I hated myself four months later, when he finally broke up with her. She was still head-over-heels but he had decided that music was a bigger love for him and that he didn’t have enough love for both music and her. So he chucked her. It was on the last day of school, right before we got onto the bus. She half-smiled at him and said “okay”, as if it were fine, but as soon as her butt touched the seat tears started to fall from her eyes. She had her head turned away from me so that I wouldn’t see, and she wasn’t making any of the normal cry-noises, but I could still tell from the way her body shook. I suppressed an evil grin, knowing that I was an insensitive bitch for feeling happy at her misfortune. She mumbled something that was incomprehensible but I didn’t press to find out what it was. I shifted closer to her and noticed that she was sitting cross-legged away from me, staring out the window. I moved until my shoulder was close enough for her to rest her head back on, and she did so, still staring out the window.

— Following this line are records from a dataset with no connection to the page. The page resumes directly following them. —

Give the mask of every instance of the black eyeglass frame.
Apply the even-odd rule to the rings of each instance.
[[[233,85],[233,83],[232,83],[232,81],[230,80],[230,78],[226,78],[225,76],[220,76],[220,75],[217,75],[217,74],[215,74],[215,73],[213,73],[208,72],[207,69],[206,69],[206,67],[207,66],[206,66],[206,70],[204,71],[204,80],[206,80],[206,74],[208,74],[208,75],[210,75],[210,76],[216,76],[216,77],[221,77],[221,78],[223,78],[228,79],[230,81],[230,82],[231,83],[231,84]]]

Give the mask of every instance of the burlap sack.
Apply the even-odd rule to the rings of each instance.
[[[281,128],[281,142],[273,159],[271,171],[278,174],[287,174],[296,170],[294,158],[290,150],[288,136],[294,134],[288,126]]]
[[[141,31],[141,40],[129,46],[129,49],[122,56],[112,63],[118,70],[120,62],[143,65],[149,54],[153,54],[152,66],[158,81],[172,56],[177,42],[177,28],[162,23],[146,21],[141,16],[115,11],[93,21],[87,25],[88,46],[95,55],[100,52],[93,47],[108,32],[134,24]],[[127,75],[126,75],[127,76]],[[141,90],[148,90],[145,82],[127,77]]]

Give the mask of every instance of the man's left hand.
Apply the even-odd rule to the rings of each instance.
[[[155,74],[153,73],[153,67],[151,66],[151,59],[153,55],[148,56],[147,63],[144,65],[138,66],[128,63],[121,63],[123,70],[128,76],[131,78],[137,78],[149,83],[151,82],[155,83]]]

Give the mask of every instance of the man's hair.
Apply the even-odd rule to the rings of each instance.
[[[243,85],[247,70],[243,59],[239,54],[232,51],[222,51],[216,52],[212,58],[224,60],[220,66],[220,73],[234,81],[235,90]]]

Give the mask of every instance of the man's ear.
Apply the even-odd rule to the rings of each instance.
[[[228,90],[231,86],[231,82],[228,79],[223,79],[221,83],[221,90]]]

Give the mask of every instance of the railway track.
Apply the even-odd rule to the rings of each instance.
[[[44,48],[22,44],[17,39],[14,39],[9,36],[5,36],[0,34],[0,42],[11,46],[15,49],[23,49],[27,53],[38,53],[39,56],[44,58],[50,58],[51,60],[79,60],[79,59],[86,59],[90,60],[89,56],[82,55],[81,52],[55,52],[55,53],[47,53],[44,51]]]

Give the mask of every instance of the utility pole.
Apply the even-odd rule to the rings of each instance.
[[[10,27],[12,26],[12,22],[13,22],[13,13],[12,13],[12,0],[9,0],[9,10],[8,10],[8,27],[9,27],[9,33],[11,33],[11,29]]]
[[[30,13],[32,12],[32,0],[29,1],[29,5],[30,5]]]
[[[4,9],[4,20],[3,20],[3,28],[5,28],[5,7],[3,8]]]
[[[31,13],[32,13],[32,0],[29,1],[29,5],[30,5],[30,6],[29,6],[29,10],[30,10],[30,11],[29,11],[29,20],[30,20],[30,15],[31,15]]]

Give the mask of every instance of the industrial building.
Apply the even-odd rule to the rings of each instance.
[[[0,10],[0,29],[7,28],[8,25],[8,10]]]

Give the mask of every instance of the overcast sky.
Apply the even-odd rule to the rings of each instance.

Now, she had never been a good singer. Her voice could strip wallpaper. But there was something about the words to the song she chose, paired with the slow, mournful tune she put it to, that moved me to tears.
“You are my sunshine, my only sunshine,” She sang quietly. She sniffed pitifully and continued. “You make me happy when skies are grey. You’ll never know dear, how much I love you.” I stroked her hair and she sang the last line so softly and slowly that I had to strain to hear. “So please don’t take my sunshine away…”It was then that I felt all my anger towards her fade, and I felt even more like a bitch for reveling in her sadness. I realized that all this time she had been my angel, my inspiration, my sunshine. And if anybody tries to take my sunshine away, they’ll get the teeth knocked out of them.